Large n, but all friendships connect into a single connected component, and no one shares a language.	Return 1; teaching everyone the same language will solve the problem; connected components can be found using DFS/BFS/Union-Find.
Friendships form multiple disconnected components; languages may or may not overlap within or between components.	Calculate the minimum number of people to teach within each component and sum the results; use DFS/BFS/Union-Find to find components.
All people already speak a common language, but friendships still exist.	Return 0, as all friendships are already satisfied.

n = 0, empty languages, empty friendships

How to Handle:

Return 0, as there are no people or friendships to satisfy.

n = 1, languages contains one language, friendships empty

How to Handle:

Return 0, as there's only one person and no friendships to satisfy.

n = 2, friendship exists, but languages are empty for both

How to Handle:

Return 2, as both need to be taught a language to communicate.

n = 2, friendship exists, one person knows a language, other knows none

How to Handle:

Return 1, the person who knows no language needs to be taught.

n = 2, friendship exists, both know completely disjoint languages

How to Handle:

Return 1; teach either person a language the other knows, or teach a common language.

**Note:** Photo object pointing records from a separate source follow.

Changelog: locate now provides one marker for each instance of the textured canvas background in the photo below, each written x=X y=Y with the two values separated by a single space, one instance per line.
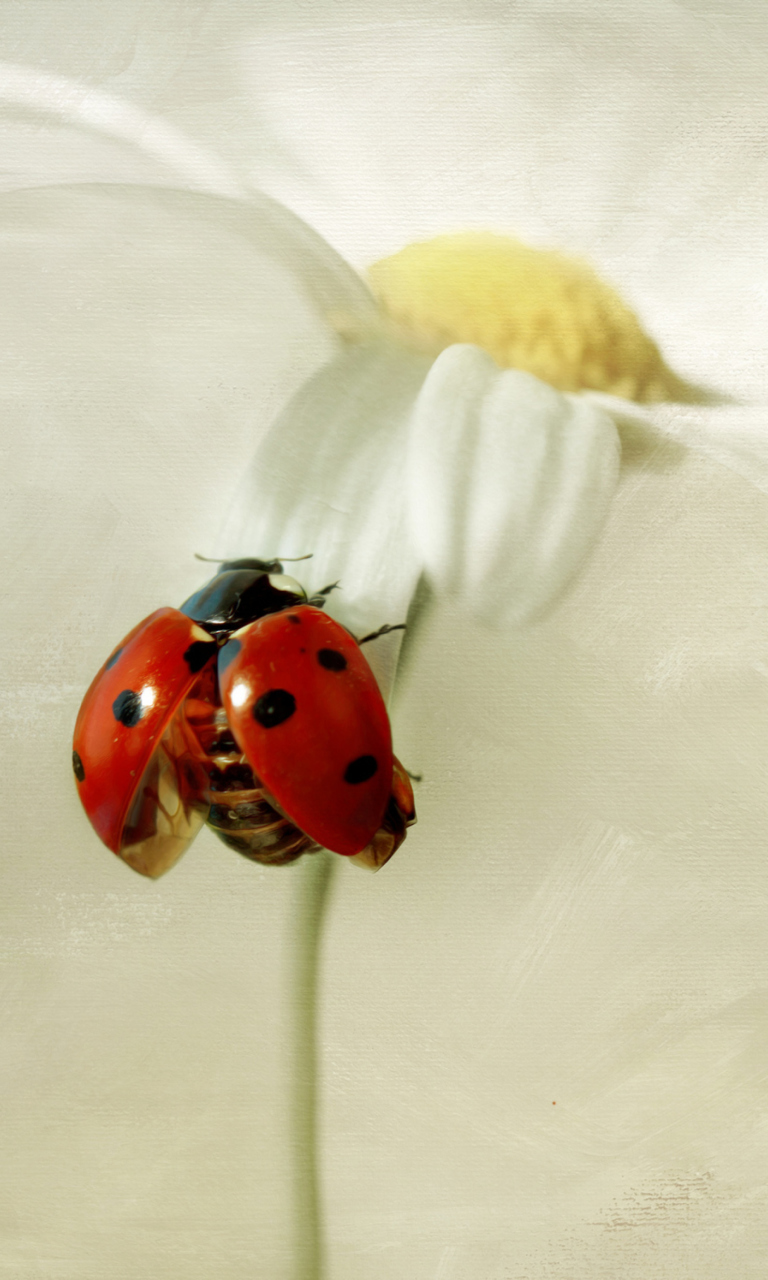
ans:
x=544 y=1025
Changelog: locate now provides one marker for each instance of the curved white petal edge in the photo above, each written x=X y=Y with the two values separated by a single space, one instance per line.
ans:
x=510 y=483
x=490 y=484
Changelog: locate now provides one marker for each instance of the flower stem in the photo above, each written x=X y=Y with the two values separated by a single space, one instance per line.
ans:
x=314 y=874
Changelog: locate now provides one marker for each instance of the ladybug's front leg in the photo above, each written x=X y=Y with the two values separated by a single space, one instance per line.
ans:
x=383 y=631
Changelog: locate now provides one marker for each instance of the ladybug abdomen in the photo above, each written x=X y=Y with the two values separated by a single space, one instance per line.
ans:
x=237 y=807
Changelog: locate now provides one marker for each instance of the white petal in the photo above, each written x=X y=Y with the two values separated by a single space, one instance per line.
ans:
x=508 y=484
x=329 y=479
x=150 y=338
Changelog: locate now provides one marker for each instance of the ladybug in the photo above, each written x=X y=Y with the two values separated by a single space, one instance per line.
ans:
x=247 y=709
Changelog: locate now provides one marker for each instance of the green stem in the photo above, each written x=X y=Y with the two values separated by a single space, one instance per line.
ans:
x=314 y=874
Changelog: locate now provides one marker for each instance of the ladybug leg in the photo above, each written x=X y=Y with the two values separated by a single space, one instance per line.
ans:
x=383 y=631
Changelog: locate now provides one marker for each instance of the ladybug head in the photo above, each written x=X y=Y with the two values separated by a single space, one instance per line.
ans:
x=242 y=592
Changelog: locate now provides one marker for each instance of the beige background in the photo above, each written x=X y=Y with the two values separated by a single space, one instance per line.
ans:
x=580 y=917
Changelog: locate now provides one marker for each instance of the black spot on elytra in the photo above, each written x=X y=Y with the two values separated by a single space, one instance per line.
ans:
x=127 y=708
x=332 y=659
x=228 y=653
x=361 y=769
x=274 y=707
x=199 y=653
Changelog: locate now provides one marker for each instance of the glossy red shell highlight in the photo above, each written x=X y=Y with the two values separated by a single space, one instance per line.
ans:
x=115 y=757
x=338 y=720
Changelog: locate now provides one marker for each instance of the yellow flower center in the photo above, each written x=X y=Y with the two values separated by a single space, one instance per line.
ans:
x=530 y=309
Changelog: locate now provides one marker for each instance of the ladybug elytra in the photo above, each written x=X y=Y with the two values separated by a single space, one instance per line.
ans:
x=247 y=709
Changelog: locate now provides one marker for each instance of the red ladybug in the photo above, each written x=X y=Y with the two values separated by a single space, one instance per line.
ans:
x=251 y=711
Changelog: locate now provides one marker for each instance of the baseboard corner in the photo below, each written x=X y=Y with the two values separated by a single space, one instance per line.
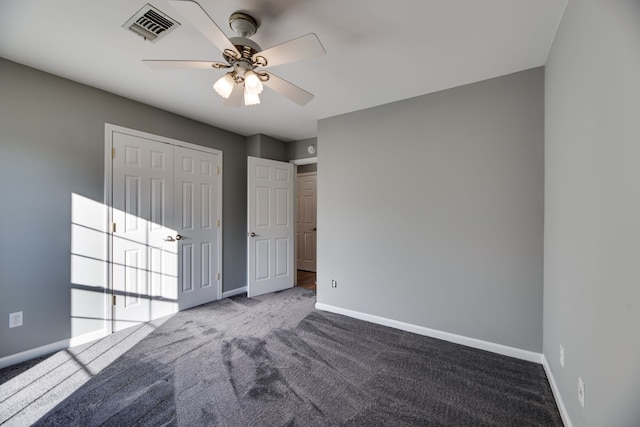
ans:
x=234 y=292
x=564 y=414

Large n, but all friendships connect into a single connected component, and no one shares a language.

How to Handle:

Return 1; teaching everyone the same language will solve the problem; connected components can be found using DFS/BFS/Union-Find.

Friendships form multiple disconnected components; languages may or may not overlap within or between components.

How to Handle:

Calculate the minimum number of people to teach within each component and sum the results; use DFS/BFS/Union-Find to find components.

All people already speak a common language, but friendships still exist.

How to Handle:

Return 0, as all friendships are already satisfied.